Подёнка

22
18
20
22
24
26
28
30

В дверь постучали – три торопливых удара кулаком, и не успел Рак отреагировать, как она распахнулась. На пороге стоял солдат, раскрасневшийся и потный, несмотря на холод. К висящей на его плече винтовке был примкнут штык. Рак с трудом припомнил его имя. Пэрис. Рядовой Пэрис.

– Сэр, вы должны пойти туда. – Солдата била крупная дрожь.

– Что стряслось? – Рак взял из ящика пистолет. Слава богу, он оказался на месте.

– Это касается доктора Шнайдера…

Рядовой Пэрис резко повернулся, выбежал в коридор и, громко топая, сбежал по лестнице.

Чтобы не отстать от него, Раку тоже пришлось бежать. Вслед за Пэрисом он пересек двор, оглядываясь по сторонам в поисках Евы. Где же она? Он обернулся и посмотрел на дом. Свет в кухне не горел. И в окнах второго этажа тоже не видно никакого движения. Все было неподвижно и безмолвно.

Если не считать этого чертова петуха.

Пэрис распахнул дверь одной из построек, и Рак увидел еще двух солдат, их лица частично освещались свисающей с потолка лампочкой без абажура. Они отпрянули от полковника – это были те самые солдаты, которым он приказал похоронить Фицджеральда.

– В чем дело? – резко спросил он.

Солдаты испуганно переглянулись. Рак уже начинал терять терпение.

– Ну? Что там?

Один из солдат поднял щеколду на двери камеры Шнайдера. Похоже, замок на ней уже отперли. Дверь открылась, и солдат жестом показал Раку, чтобы тот вошел.

Рак достал пистолет, вслед за ним с винтовкой наперевес в камеру последовал Пэрис. Остальные двое остались снаружи, заглядывая внутрь.

Но оружие и не понадобилось. Шнайдер сидел на полу, прислонясь к кровати, и не представлял никакой угрозы. Его лицо с резкими чертами было изуродовано до неузнаваемости: окровавленное, распухшее, нос свернут набок. Тело также покрывали раны, а на одежде темнели пятна крови. Более всего пострадали ступни – они превратились в кровавую кашу.

– Мы нашли здесь эту штуку, полковник, – сказал один из солдат.
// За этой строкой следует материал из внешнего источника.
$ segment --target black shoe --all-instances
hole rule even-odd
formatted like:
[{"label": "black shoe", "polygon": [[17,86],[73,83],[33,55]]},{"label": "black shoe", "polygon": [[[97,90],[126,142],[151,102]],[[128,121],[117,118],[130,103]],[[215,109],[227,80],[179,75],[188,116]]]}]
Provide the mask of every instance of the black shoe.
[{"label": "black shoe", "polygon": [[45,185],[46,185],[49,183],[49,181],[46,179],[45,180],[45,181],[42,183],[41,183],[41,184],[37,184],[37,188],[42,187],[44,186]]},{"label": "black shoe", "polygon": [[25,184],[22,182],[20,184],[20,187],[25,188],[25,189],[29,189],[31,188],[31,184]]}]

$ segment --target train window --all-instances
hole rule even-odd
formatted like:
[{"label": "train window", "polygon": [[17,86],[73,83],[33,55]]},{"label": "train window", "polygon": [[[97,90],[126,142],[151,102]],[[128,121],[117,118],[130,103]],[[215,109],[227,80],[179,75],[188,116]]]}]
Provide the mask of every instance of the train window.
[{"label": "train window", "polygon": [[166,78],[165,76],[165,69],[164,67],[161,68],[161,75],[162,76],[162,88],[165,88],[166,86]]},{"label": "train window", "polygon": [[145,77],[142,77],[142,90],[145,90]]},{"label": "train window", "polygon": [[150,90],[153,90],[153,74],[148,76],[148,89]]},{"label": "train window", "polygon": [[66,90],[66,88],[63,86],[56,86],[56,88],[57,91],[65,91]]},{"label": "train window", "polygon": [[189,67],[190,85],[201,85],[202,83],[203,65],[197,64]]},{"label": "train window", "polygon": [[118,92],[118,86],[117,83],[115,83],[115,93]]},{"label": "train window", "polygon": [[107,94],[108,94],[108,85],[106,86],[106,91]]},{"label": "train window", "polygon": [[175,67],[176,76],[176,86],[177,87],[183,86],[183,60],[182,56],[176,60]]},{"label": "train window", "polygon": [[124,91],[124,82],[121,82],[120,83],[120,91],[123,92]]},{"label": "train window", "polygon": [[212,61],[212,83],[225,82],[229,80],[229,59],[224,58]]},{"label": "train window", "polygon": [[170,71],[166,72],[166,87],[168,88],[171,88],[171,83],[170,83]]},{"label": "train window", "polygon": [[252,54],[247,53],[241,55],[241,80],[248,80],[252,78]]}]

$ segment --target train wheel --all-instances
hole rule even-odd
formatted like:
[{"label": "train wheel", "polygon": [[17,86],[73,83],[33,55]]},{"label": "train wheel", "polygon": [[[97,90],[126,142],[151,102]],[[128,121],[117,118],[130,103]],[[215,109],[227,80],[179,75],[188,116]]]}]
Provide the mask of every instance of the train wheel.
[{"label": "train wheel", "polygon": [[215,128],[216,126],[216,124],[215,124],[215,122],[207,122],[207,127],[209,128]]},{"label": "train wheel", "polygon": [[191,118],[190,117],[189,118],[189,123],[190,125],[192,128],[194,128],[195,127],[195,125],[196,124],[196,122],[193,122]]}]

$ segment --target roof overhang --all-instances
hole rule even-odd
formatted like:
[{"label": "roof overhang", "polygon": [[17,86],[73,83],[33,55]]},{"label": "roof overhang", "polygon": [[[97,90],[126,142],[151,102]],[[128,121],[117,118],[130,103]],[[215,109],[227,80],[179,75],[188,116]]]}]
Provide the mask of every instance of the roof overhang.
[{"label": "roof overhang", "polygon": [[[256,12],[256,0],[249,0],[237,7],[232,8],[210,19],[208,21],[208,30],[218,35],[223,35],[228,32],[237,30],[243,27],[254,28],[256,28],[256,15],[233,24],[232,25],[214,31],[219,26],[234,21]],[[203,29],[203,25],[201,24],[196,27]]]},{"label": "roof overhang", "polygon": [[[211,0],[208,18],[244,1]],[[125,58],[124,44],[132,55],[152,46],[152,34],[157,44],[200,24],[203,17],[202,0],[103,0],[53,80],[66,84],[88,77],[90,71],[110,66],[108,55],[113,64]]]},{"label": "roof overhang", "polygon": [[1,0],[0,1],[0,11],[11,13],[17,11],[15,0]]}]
Рак повернулся. Солдат держал в руке окровавленный молоток-гвоздодер.

Полковник прошел вперед и опустился на колени. Глаза Шнайдера заплыли, дыхание было затруднено. Его раны ужасали. Сердце Рака билось часто и гулко. Нет, он не испытывал к нацисту никакой жалости – тому всего лишь воздалось по заслугам, – но сначала Фицджеральд, а теперь вот это… Похоже, затевалось какое-то злое дело.

– Кто это вас так разукрасил? – тихо прошептал Рак.

Шнайдер повернул голову, тяжело дыша. Когда он заговорил, в его голосе не осталось ни следа былого высокомерия – это было хрипение умирающего.

– Вы не поверите – ваша маленькая стенографистка.